Nascono quasi come pellicole da cineforum, certi film. Hanno una forza umile di non-capolavori eppure ci fanno indugiare su riflessioni e parole della nostra vita quotidiana. È così per Monsieur Lazhar (Philippe Falardeau, Canada, 2011), ambientato in una scuola elementare di Montrèal e prodigo di spunti per pensare. E ripensare all’importanza dinamica delle relazioni a scuola.Per i giovani hanno più valore i contenuti trasmessi o le pratiche di relazione che si creano? Ha più importanza quello che diciamo o quello che facciamo con loro?
In un Canada sposato al politicamente corretto e generoso di diritti per tutti, manca quello che nei diritti non ci sarà mai: la possibilità di accostarci all’altro senza provocargli dolore. Il film, ricco di questi temi e farcito delle molte paure che accompagnano l’azione pedagogica, arriva a interrogarsi sulle conseguenze della contaminazione culturale.

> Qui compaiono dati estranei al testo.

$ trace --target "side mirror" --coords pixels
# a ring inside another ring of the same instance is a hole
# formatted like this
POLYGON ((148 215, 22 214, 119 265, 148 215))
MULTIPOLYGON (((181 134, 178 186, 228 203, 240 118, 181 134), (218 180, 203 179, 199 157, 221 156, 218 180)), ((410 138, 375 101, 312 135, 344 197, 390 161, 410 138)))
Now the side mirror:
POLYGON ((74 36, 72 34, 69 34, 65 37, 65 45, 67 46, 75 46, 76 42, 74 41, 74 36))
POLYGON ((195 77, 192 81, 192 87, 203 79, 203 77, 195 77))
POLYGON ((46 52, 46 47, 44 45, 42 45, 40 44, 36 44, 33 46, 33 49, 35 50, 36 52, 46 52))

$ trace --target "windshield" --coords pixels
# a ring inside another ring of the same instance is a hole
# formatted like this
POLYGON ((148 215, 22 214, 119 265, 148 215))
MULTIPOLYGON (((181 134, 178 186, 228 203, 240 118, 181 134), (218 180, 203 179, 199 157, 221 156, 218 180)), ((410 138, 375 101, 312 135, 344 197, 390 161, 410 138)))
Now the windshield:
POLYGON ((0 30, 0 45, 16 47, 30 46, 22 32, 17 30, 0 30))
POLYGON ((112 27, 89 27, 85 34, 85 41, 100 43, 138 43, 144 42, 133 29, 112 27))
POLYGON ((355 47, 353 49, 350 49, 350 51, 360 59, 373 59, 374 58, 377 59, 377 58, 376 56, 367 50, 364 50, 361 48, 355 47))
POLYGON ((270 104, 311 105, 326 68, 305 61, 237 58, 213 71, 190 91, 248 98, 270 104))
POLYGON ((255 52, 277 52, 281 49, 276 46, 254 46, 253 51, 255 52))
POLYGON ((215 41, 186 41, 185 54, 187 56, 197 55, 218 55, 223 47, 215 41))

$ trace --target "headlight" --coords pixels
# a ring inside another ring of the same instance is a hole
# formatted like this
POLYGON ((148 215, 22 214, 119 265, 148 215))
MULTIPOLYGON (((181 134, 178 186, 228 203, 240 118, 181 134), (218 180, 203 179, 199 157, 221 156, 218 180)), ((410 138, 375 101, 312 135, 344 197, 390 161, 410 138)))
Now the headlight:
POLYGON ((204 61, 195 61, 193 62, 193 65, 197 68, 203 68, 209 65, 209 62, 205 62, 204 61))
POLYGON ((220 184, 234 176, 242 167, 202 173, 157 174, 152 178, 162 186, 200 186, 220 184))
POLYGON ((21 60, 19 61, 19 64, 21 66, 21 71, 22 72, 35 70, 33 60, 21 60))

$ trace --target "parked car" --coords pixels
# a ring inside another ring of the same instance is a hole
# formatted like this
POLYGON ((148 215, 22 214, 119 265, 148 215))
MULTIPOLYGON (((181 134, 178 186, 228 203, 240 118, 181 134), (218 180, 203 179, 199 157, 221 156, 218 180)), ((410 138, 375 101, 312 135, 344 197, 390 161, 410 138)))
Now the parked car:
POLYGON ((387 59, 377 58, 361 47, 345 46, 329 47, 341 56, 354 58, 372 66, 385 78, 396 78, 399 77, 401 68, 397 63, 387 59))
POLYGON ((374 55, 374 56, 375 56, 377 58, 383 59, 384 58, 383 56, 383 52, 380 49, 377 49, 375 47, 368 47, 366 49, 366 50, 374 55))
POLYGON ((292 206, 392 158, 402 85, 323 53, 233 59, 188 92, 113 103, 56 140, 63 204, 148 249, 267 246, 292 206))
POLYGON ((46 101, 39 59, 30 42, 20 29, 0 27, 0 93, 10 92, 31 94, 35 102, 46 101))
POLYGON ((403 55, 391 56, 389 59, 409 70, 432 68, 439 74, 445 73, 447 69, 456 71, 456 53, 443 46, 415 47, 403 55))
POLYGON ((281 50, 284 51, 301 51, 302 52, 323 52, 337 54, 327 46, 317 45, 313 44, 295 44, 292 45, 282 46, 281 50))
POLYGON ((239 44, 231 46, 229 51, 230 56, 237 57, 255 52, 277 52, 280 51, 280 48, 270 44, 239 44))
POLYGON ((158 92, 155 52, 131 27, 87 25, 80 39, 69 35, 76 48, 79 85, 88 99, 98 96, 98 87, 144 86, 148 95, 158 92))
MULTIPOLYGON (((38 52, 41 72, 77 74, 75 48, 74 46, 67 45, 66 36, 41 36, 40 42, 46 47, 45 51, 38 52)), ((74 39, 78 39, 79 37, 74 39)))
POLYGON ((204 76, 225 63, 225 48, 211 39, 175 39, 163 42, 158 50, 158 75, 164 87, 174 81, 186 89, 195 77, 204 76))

In sala prof. la diversità di Bachir Lazhar, immigrato dall’Algeria, lo espone alla curiosità di una collega che, in buona fede, crede che le culture possano sedersi a tavola e condividere anche le buone maniere. La presidenza è occupata dal super realismo di una brava direttrice simpatica; l’insegnante di ginnastica è disposto a “degradarsi” ed essere considerato un cretino che fischia agli alunni in corsa piuttosto che gridare al mondo che la ginnastica dovrebbe celebrare il corpo e l’agonismo è una guerra fatta per gioco.

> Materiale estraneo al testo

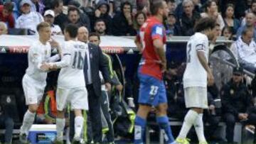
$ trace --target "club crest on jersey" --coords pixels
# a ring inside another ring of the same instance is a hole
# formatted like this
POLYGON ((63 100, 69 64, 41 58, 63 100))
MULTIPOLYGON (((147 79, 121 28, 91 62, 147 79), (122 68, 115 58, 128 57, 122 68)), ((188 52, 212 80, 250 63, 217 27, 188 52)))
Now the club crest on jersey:
POLYGON ((156 33, 159 35, 163 35, 163 28, 161 27, 156 27, 156 33))
POLYGON ((235 92, 233 89, 230 89, 230 94, 233 95, 234 94, 235 92))

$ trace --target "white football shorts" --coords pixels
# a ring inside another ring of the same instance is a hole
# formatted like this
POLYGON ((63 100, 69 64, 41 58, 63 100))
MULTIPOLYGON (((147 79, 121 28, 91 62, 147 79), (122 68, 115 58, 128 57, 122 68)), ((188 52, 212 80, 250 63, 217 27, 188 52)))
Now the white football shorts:
POLYGON ((37 81, 25 74, 22 79, 22 87, 26 104, 39 104, 43 98, 46 86, 46 82, 37 81))
POLYGON ((63 111, 70 104, 71 109, 88 110, 87 92, 85 87, 73 89, 57 88, 57 109, 63 111))
POLYGON ((208 109, 207 88, 191 87, 184 89, 186 108, 208 109))

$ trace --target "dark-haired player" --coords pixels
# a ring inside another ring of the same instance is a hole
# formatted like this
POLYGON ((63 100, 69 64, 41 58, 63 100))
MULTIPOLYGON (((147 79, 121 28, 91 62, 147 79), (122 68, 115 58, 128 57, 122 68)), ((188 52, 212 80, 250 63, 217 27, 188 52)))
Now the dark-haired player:
POLYGON ((175 143, 166 116, 167 99, 162 79, 166 69, 164 45, 166 43, 163 21, 169 9, 166 1, 152 0, 150 2, 152 17, 142 25, 135 43, 142 52, 138 76, 140 81, 139 110, 135 118, 134 143, 142 144, 146 120, 152 106, 156 109, 156 121, 164 130, 167 143, 175 143))
POLYGON ((28 105, 20 130, 19 139, 22 143, 28 143, 28 131, 34 121, 36 112, 46 85, 47 71, 50 67, 45 66, 43 63, 54 62, 60 57, 58 55, 50 57, 50 45, 48 42, 50 38, 50 25, 42 22, 37 26, 36 29, 39 34, 39 40, 29 48, 28 67, 22 79, 26 104, 28 105))
POLYGON ((208 40, 215 39, 215 21, 203 18, 196 25, 196 33, 192 35, 186 48, 187 62, 183 75, 186 106, 190 110, 186 113, 180 133, 176 141, 188 144, 186 135, 194 126, 199 144, 207 144, 203 133, 203 111, 208 108, 207 84, 214 82, 213 76, 208 65, 208 40))

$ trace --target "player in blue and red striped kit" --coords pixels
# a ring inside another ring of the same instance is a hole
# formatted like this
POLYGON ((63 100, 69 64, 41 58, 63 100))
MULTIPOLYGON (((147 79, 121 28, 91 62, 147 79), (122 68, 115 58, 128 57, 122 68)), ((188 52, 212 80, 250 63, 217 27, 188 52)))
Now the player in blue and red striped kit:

Lo straniero scardina un po’ di equilibri composti, è portatore di una storia intima dolorosa ma ambigua. Il bambino coprotagonista è portatore di una storia dolorosa ma ambigua. Alice, la bambina-adulta, cerca di salvare sia il dolore che l’ambiguità di entrambi: accoglie il nuovo maestro, perdona il compagno. Tutti riflettono sulla perdita, e soprattutto ci accompagnano a riflettere su quel che ci si può perdere per strada.